Ce dernier a travaillé d'abord sur le site de Flins, puis sur le site Renault de [Localité 5] à partir du 4 mai 1992. A compter de cette même date, il est devenu technicien de maintenance.
M. [W] a pris sa retraite au 1er juillet 2007.
Le 28 juin 2012, M. [W], s'estimant victime d'une « discrimination raciale » de la part de son employeur, a saisi le conseil de prud'hommes de Rouen.
Par jugement avant dire droit du 31 janvier 2013, le bureau de conciliation du conseil de prud'hommes l'a débouté de sa demande de désignation d'un expert et à défaut, d'un juge rapporteur, pour effectuer une étude comparative des salaires et coefficients de M. [W] par rapport aux autres salariés de la société.
Par jugement du 18 novembre 2020, le conseil de prud'hommes de Rouen a jugé recevable la requête de M. [W], son action n'étant pas prescrite, mais a débouté celui-ci de ses demandes. Il a par ailleurs débouté la société des siennes.
Le 21 décembre 2020, M. [W] a fait appel du jugement en ce qu'il l'a débouté de l'ensemble de ses demandes.
L'ordonnance de clôture de la procédure a été prononcée le 03 janvier 2023.

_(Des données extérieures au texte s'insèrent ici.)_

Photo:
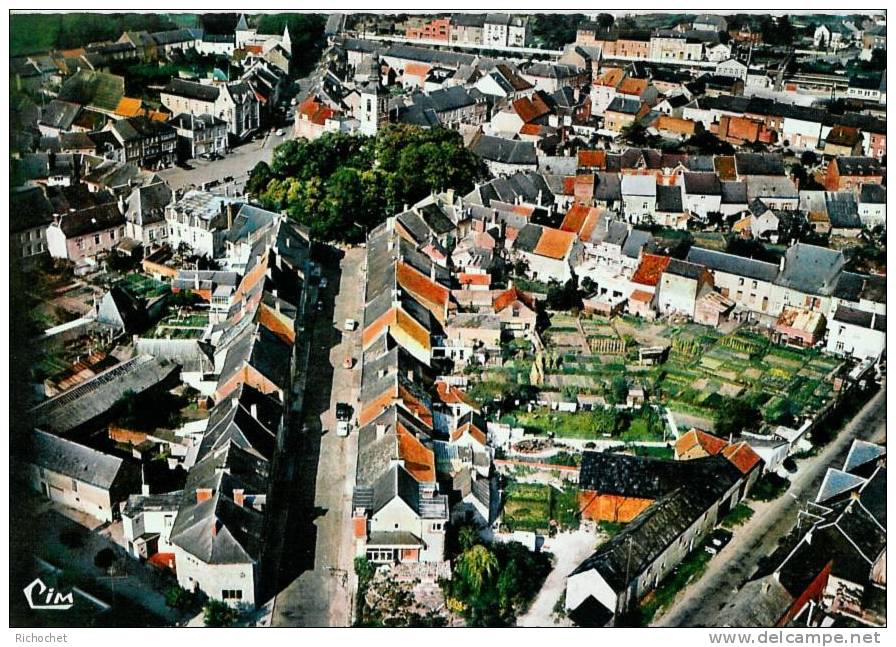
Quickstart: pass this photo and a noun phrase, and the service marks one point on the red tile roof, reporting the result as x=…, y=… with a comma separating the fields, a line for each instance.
x=531, y=108
x=510, y=296
x=712, y=445
x=742, y=456
x=554, y=243
x=650, y=269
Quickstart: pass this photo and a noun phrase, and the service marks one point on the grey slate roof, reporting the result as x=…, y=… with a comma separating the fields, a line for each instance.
x=732, y=264
x=506, y=151
x=861, y=318
x=98, y=395
x=811, y=269
x=74, y=460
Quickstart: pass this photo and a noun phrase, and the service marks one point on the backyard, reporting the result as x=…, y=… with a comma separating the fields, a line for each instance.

PRÉTENTIONS ET MOYENS DES PARTIES
Par conclusions remises le 8 décembre 2022, auxquelles il est renvoyé pour plus ample exposé des moyens, M. [W] demande à la cour de :
- confirmer que la requête est recevable et que son action n'est pas prescrite, et débouter la société de ce chef de demande ;
Après avoir réformé le jugement entrepris, condamner la société à lui verser les sommes suivantes :
300 000 euros à titre de dommages et intérêts pour le préjudice subi du fait de la discrimination en raison de ses origines dont il a été l'objet ;
10 000 euros à titre de dommages et intérêts pour exécution défectueuse du contrat de travail ;
En tout état de cause :
- condamner la société à lui verser la somme de 3 000 euros au titre de l'article 700 du code de procédure civile ;
- ordonner la rectification des documents sociaux, sous astreinte de 500 euros par jour de retard et par document à compter de la notification de la décision à intervenir ; dire que cette astreinte durera 3 mois, passé lequel délai il en sera référé à la chambre sociale près la cour d'appel de Rouen pour éventuelle révision en cas d'inexécution ; dire que la chambre sociale de la cour d'appel de Rouen se réservera en tout état de cause la compétence pour la liquidation de l'astreinte ;
- rappeler que les intérêts légaux courent de plein droit à compter de la saisine conformément à l'article 1153 du code civil, sur les créances de nature salariale ;
- faire courir les intérêts au taux légal sur les demandes indemnitaires à compter de la saisine du conseil de prud'hommes conformément à l'article 1153-1 du code civil ;
- ordonner la capitalisation des intérêts conformément à l'article 1154 du code civil, dès lors que les intérêts courront depuis plus d'un an et qu'une demande a été faite ;
- condamner la société aux entiers dépens de l'instance qui comprendront les frais d'exécution de la décision à intervenir.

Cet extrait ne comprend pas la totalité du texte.